Foi só dormindo, mas de qualquer forma, nossos corpos adormeceram
encostados um no outro e a mão dele segurava meu braço, com ele dormindo,
delicadamente com aquele cheiro de bebida que você sabe que eu adoro.
Cheguei a achar, por um momento, que era você.
Eu pedi pra ele não te contar nada porque eu acho que eu devia te
contar pessoalmente. Como você não está, escrevo (pra variar) mas gostaria
que você me ligasse à noite, conforme teu costume, pra me perdoar. Mas, você
vê, você deixa um espaço enorme às vezes, e aí, krau, chega um grandão e
acaba ocupando.
Ele estava esgotado da luta com o Tyson e achamos então que faria
bem a ele ficarmos juntos.
Ele chegou primeiro ontem, dormiu mais cedo do que você e acabou
levando a melhor.
Espero que você me perdoe. Não gosto menos de você por causa disso.
Esses encontros são passageiros e não começaram com uma briga como
começou o nosso encontro meses atrás, o que acabou reforçando a sensação
de que quando a gente está junto, está porque tem muita vontade.
O Frankie gosta muito de você e não gostaria de te magoar, Mario.
Além disso tudo, ontem eu estava sem voz quase e sussurrava sem querer e...
bem... ele ficou com um certo tesão e... Bem.... você sabe, não é?... Bem, eu...
quero dizer... de certa forma... bem, eu... acho que...
Enfim, Mario, eu precisava desabafar e contar isso e esclarecer pra que
não fique um clima desagradável entre vocês, que são tão amigos e de tão
longa data.
Você vai me perdoar? É muito grave?
O Van Gogh dizia que tudo o que se faz por amor está bem-feito (aliás,
vou te mandar a frase inteira que é linda) então concluo que, de alguma
maneira, tudo o que eu faço está certo.
O Frankie voltou pra New York esta manhã às 6, super-cedo, porque
ele tinha um trabalho terrível pra fazer lá e precisava ir cedo e no aeroporto ele
disse que não gostaria de saber que nós nos indispusemos por causa dessa
besteira e que se ele souber de algum mau trato seu, te arrebenta...
Brincadeirinha.
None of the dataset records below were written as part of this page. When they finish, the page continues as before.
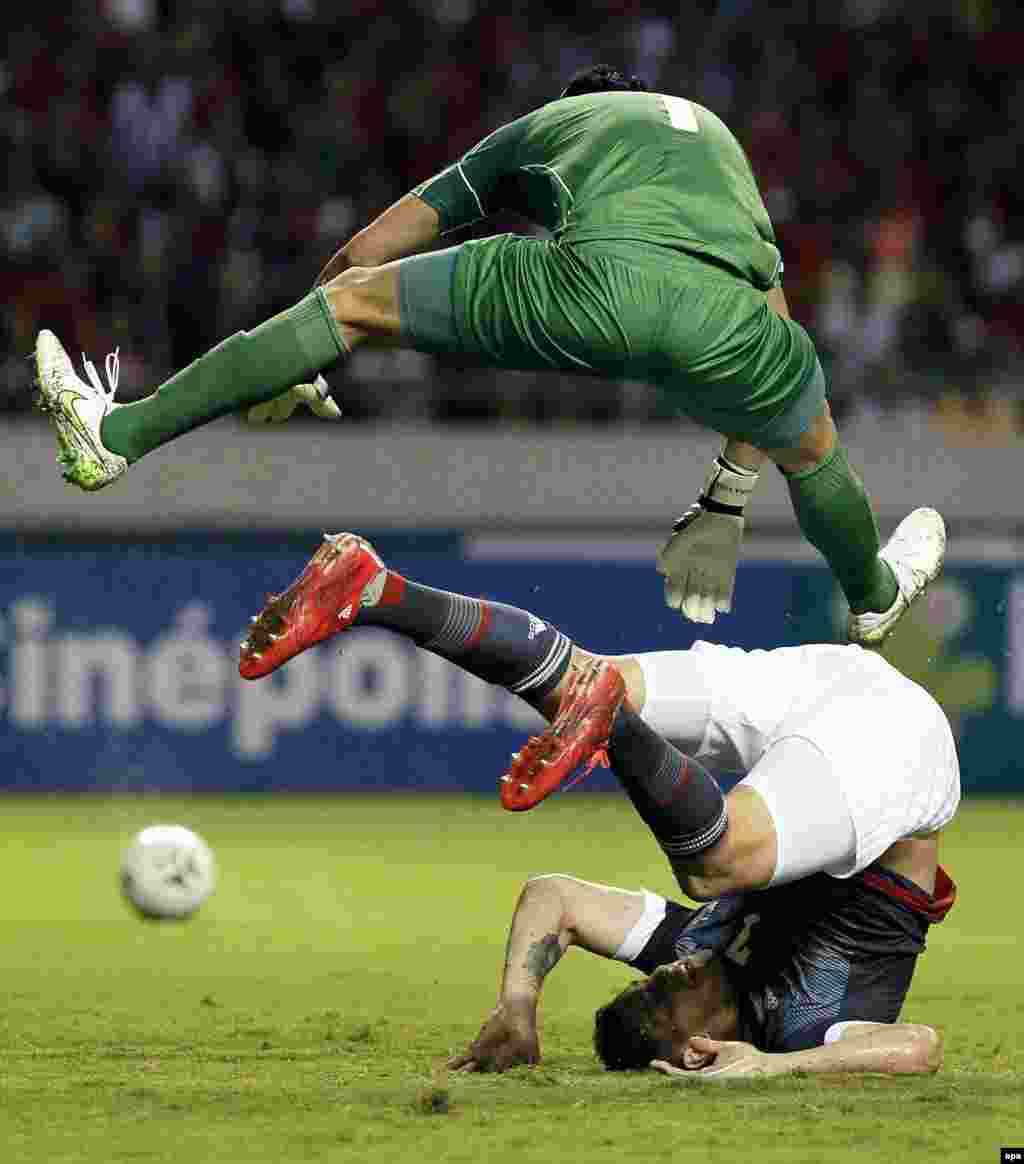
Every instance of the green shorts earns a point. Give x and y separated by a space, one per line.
624 311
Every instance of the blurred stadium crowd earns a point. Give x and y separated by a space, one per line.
180 169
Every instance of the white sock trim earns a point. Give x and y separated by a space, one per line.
654 908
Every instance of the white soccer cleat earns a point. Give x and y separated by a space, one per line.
915 554
77 409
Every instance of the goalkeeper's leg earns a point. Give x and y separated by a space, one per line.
99 439
836 516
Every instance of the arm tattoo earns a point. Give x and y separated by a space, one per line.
542 956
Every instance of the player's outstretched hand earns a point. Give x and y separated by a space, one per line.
698 560
712 1058
506 1040
315 396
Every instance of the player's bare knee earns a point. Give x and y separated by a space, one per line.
925 1049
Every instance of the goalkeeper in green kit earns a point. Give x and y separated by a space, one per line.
662 265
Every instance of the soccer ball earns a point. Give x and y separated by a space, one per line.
168 872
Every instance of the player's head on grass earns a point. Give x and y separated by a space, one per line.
654 1017
602 79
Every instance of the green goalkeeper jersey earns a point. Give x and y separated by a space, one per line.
619 167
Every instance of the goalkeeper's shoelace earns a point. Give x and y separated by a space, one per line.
112 366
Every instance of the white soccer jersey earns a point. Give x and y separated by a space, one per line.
887 739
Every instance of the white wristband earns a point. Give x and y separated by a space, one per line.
727 489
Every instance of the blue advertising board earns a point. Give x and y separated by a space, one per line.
118 664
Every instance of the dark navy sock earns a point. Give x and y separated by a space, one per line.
676 796
499 644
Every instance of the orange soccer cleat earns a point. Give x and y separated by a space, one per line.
578 735
343 575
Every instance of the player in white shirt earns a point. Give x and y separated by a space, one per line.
850 769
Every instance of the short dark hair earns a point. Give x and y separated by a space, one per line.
602 79
624 1030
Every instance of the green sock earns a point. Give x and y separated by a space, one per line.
246 369
836 516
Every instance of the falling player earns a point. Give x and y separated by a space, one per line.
823 859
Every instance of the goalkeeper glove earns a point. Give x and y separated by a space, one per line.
699 559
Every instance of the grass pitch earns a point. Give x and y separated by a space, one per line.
353 943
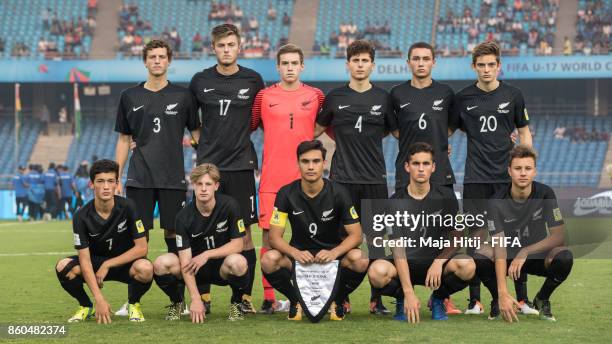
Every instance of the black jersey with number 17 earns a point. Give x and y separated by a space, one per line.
424 115
157 121
226 102
360 121
488 119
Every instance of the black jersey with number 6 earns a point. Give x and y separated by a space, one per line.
157 121
202 233
360 121
109 237
316 223
528 220
226 102
424 115
488 119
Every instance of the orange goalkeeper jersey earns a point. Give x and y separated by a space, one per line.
287 118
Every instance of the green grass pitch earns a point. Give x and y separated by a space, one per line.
31 294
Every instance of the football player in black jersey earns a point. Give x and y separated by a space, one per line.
225 93
209 237
318 210
442 270
151 118
526 217
489 111
111 242
360 116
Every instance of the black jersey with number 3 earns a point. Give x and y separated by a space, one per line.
226 102
488 119
360 121
157 121
202 233
317 222
424 115
528 220
109 237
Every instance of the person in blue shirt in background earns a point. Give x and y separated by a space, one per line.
67 188
21 192
51 182
36 192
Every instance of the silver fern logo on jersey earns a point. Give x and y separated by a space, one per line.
170 109
242 94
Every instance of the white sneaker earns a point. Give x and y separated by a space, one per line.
282 306
527 309
122 312
476 308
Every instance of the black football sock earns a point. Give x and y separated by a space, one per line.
169 285
136 289
251 258
559 269
281 281
451 284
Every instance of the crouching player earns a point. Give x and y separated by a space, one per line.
440 269
209 239
316 208
526 211
111 243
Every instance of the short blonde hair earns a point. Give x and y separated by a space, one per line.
204 169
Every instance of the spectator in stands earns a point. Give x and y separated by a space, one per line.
271 12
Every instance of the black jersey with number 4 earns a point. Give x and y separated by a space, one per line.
528 220
424 115
439 201
202 233
316 223
109 237
360 122
488 119
226 102
157 121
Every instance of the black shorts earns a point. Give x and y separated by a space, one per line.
170 201
475 196
241 186
210 273
119 273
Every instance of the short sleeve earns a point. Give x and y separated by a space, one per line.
121 123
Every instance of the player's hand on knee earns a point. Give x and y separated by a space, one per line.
197 311
508 307
304 257
103 311
324 256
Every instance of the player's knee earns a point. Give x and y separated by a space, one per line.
561 265
270 261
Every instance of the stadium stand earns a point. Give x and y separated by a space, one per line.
521 27
46 28
593 26
142 20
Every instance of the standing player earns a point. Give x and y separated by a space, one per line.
225 94
317 209
527 211
209 237
111 243
360 115
489 110
287 113
154 114
437 268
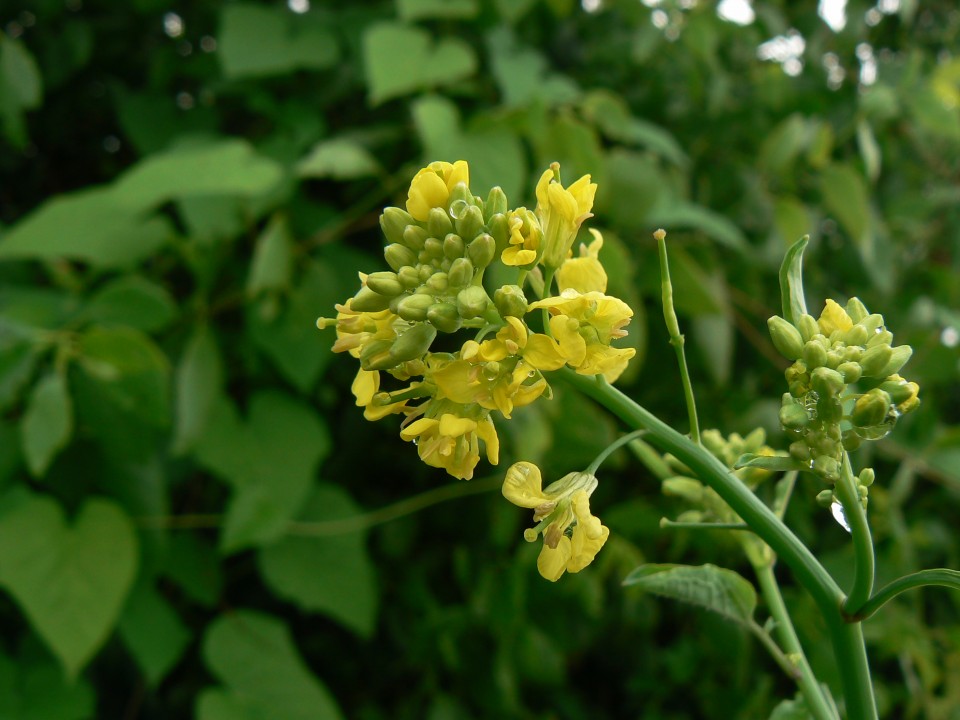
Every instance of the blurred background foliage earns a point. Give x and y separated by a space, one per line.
196 522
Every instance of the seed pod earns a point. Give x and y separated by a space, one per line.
366 300
786 338
393 222
398 255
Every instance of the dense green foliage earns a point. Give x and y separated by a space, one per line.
195 520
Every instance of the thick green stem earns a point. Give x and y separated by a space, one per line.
847 639
846 492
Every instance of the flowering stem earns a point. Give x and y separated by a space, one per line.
847 638
676 338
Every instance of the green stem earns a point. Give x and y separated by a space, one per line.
817 702
846 492
938 576
847 639
676 338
Ele vai ter uma conversa séria com você.
Regra número 1: um(a) amigo(a) não pode— não deve — se
apaixonarpelo(a) outro(a). Senão, fode. Quero dizer, senão não fode mais.
Um beijo enorme, com o remorso de não estar arrependida.
Grrr!!! Saudades!
Ciao.
T.
29.02.89
V

VAVÁ, secretária (Sorocaba, 1999)

Ela é muito baixinha. E gordinha. Parece uma bola, a Vavá. Conheci


no spa. À primeira vista, parece que é doida. Depois você vai se
acostumando e percebe que, de louca, ela não tem nada. Aí você fica íntimo
e percebe que é doida, sim. Uma adorável doida. E não é de hoje.
No começo dos anos 50, o Brasil da Vavá era muito diferente do de
hoje. O vice-presidente, o Café Filho, uma vez por semana, recebia o povo e
ouvia os pedidos e as reclamações.
Pois um dia a Vavá, que não tinha ainda nem 20 anos, ia passando
pela rua quando viu a fila.
— Que fila é essa, minha senhora?
— E pra pedir coisa pru vice-presidente.
A Vavá tinha mesmo saído para procurar emprego. Entrou na fila.
Chegou na frente do Café Filho.
— Minha família fala muito no senhor. Lembra nos anos 30, quando
o senhor levou uns tiros nas costas (o Café esfria?)' Foi a minha avó, lá no
Nordeste, quem salvou o senhor.
O vice-presidente da República, é claro, lembrava daqueles tiros. E
como agradecimento — talvez — contratou a Vavá como secretária.
E foi assim que a Vavá foi secretária do Café Filho, do Juscelino, do
Jânio, do Jango, do Castelo, do Costa e Silva, do Mediei e do Geisel.
Depois aposentou. O nome dela é Waterlan Alves Rodrigues Martins.
E de doida não tem nada.
Te amo, Vavá!

VICENTE DE PAULA PRATA, dentista (São Pedro dos Ferros,


1962)
Meu tio, irmão do meu pai. E do Hugo, do Padre e do Bipe.
O Hugo era administrador de uma fazenda, lá em São Pedro dos
Ferros, quando o fato se deu.
O Padre já estava lá, de férias, quando o Vicente chegou e foi direto
para a fazenda. E o Hugo lhe pediu um favor: ir até a cidade e pegar o Padre,
na farmácia, às cinco da tarde. O Padre já não usava batina.
Lá foi o Vicente. Chegou na praça da desconhecida cidadezinha no
norte de Minas e lá estava a farmácia. Viu o Padre lá dentro, debruçado no
balcão, falando com o farmacêutico.
(Esses quatro irmãos têm uma mania entre eles: até hoje — todos
entre 60 e 90 anos — adoram passar a mão na bunda um do outro, pegar no
pau e etecétera.)
Ele foi chegando devagarzinho para não assustar o Padre que estava
de costas e encoxou ele por trás, segurando pela cintura. O farmacêutico
boquiaberto com a cena. O Padre se debatia como podia, mas o Vicente não
largava. Para matar a saudade cravou ainda uma mordida no pescoço do
Padre.
Quando, finalmente, o Padre conseguiu, com muito esforço, se
desvencilhar do Vicente, não era o Padre, irmão dele. Era um desconhecido.
Ele deu um passo atrás:
— Desculpa, pensei que fosse o Padre!

VINÍCIUS DE MORAES, poeta e diplomata (São Paulo, 1972)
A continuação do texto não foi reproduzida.